Gli operatori dell’ospedale imparano le lingue straniere

21 Febbraio 2016

L’AQUILA. Durante l’emergenza Ebola, a cavallo tra il 2014 e il 2015, l’ Asl ha saputo parlare più lingue, dall’arabo all’albanese, per chiedere e avere informazioni, per assicurare le cure, a...

L’AQUILA. Durante l’emergenza Ebola, a cavallo tra il 2014 e il 2015, l’ Asl ha saputo parlare più lingue, dall’arabo all’albanese, per chiedere e avere informazioni, per assicurare le cure, a profughi e richiedenti asilo che venivano sottoposti, all’ospedale dell’Aquila, alla prima visita.

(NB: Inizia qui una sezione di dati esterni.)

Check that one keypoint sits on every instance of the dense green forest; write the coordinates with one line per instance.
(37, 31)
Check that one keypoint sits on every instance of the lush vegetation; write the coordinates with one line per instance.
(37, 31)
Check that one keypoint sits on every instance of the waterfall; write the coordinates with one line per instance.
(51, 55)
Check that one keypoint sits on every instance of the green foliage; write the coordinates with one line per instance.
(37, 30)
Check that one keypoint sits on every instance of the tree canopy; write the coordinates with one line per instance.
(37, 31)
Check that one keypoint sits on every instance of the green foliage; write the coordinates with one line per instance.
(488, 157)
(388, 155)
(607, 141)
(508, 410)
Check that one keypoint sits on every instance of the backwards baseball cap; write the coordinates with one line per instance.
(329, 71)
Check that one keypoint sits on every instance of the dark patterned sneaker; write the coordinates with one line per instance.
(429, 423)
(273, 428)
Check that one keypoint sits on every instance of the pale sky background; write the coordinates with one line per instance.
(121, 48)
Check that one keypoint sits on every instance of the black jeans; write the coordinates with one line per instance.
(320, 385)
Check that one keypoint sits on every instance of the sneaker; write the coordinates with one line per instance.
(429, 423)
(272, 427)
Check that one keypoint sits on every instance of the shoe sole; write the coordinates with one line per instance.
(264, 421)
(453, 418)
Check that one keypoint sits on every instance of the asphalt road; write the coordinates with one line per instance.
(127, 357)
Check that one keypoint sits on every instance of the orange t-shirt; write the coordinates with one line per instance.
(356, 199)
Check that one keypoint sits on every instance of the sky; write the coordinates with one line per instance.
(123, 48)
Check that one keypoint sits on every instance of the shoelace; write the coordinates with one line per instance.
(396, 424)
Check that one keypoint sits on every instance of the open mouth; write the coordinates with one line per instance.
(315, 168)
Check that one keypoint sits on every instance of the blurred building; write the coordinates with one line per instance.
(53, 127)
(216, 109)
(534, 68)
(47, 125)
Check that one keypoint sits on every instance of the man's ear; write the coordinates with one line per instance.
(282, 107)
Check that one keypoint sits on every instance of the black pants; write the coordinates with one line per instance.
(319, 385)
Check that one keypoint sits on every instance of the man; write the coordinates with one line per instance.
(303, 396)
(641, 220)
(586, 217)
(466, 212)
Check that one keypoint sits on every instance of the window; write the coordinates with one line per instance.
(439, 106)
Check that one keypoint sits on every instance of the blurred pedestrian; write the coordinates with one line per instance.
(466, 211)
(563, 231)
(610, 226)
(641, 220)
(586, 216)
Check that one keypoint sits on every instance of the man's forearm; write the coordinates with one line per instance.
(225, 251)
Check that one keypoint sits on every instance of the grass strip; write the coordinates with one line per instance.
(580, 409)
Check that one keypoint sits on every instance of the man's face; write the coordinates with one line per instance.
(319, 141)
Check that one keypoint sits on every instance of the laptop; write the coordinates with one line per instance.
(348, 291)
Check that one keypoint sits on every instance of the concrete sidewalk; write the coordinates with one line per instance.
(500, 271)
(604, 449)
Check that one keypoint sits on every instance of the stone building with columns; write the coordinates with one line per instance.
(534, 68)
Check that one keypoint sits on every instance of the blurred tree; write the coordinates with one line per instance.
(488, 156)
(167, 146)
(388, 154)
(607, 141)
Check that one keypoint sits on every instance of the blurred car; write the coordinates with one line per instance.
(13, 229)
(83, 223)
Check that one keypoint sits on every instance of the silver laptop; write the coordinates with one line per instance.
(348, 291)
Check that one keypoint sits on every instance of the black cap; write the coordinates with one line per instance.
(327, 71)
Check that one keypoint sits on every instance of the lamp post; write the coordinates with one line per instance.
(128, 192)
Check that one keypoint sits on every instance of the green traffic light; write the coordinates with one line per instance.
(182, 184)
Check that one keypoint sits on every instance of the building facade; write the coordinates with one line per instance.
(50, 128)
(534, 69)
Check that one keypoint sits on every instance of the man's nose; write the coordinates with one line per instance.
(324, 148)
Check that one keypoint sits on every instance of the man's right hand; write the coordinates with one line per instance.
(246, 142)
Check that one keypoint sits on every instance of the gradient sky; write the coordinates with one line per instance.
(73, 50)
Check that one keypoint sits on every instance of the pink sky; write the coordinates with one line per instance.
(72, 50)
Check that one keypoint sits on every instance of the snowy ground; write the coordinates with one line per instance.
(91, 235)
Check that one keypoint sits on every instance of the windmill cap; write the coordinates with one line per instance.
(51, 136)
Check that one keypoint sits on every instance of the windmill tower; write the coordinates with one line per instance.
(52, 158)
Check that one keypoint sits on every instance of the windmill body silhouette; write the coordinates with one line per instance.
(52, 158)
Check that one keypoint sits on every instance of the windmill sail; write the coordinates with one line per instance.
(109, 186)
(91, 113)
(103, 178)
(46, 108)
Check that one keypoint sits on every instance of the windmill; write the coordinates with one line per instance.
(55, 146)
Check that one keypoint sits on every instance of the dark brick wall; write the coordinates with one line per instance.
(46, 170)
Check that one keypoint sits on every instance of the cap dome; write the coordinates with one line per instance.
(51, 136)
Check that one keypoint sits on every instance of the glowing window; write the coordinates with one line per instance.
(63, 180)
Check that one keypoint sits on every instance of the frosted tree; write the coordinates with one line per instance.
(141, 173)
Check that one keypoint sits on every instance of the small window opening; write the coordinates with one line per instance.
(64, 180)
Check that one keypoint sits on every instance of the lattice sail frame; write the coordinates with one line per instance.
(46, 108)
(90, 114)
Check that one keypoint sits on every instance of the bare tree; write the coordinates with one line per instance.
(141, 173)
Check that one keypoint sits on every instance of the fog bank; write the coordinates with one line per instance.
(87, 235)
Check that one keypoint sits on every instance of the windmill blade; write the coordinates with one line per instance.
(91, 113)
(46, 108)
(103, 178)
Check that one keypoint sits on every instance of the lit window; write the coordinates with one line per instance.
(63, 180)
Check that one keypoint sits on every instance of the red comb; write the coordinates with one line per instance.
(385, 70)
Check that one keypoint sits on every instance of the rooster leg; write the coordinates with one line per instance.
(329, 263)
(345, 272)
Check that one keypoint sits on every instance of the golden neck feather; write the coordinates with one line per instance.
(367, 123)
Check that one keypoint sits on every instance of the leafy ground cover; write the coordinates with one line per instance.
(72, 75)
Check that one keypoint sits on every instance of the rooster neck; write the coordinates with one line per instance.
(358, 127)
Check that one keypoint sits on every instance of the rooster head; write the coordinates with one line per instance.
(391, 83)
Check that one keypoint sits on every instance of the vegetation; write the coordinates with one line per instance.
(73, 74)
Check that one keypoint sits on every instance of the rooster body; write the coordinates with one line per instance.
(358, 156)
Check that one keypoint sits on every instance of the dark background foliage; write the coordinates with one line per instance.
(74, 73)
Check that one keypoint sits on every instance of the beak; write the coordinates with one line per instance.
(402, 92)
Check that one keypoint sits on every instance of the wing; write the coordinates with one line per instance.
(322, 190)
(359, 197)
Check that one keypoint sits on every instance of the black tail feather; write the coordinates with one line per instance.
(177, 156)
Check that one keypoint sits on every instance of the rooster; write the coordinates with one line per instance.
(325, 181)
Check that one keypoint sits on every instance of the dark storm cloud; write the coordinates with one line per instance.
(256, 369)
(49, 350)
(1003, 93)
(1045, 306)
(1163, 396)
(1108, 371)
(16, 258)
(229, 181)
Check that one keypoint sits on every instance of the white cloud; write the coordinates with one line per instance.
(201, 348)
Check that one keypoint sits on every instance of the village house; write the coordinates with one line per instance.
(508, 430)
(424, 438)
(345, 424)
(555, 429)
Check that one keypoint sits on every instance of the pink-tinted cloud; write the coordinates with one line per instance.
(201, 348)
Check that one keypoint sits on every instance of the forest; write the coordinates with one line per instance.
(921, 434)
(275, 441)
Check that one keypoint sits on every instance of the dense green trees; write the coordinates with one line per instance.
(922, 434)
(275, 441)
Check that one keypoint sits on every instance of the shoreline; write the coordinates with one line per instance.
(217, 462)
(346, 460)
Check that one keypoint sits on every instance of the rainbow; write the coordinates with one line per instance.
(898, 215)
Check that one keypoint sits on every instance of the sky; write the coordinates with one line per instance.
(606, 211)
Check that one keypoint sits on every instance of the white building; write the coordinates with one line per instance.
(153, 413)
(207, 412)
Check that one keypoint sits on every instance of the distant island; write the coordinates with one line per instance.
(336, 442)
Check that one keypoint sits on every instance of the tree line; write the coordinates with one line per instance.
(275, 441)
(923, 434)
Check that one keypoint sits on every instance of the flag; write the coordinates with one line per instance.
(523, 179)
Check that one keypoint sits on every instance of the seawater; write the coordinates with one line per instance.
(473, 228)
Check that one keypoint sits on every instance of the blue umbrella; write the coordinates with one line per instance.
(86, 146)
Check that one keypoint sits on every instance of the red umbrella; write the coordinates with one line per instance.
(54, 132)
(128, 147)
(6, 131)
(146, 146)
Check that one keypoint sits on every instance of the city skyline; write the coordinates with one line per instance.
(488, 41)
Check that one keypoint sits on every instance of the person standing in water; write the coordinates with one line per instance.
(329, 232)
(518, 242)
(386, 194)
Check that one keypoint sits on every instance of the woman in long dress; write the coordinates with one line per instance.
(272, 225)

Dopo quell’emergenza, l’Asl ha strutturato e poi istituito un servizio di mediazione culturale che oggi svolge un ruolo decisivo nell’accesso ai servizi sanitari, non solo di extracomunitari ma di chiunque, proveniente dai paesi più disparati, ha diritto per legge alle prestazioni sanitarie. Il servizio di mediazione e integrazione culturale delle popolazioni straniere e di immigrati è articolato in diverse modalità. C’è un manuale, intitolato “Salute senza frontiere” scritto in 5 lingue (russo, inglese, francese, arabo e albanese, disponibile sul sito Asl 1 alla voce “Carta dei servizi”). Questo manuale è una guida minuziosa per orientare stranieri e immigrati all’interno della galassia dei servizi Asl. Poi esiste un servizio di intervento, sia per le urgenze sia per i casi ordinari, in cui è prevista la presenza fisica (in ospedale o in altre strutture dell’Asl) del mediatore culturale nella specifica lingua. Il mediatore, in sostanza, fa da interprete tra i medici e l’utente straniero e immigrato, rendendo possibile o agevolando la prestazione sanitaria da erogare. Per garantire questo servizio, l’Asl, dal 2014, si avvale dell’associazione femminile immigrate per le pari opportunità che fornisce, al bisogno, 7 operatori come interpreti dei vari idiomi. Al tempo dell’emergenza Ebola, garantendo la comunicazione tra operatori sanitari e immigrati, l’associazione è stata al fianco dei medici nello screening iniziale di 44 profughi e richiedenti asilo e, successivamente, nelle altre visite specialistiche. Superata la paura Ebola, l’Asl (tramite l’associazione femminile immigrate), ha successivamente continuato ad assicurare, in modo continuativo e strutturato, la presenza sul posto di interpreti sia all’ospedale “San Salvatore” sia nei diversi servizi dell’Aquilano: salute mentale, igiene, prevenzione, epidemiologia e sanità pubblica.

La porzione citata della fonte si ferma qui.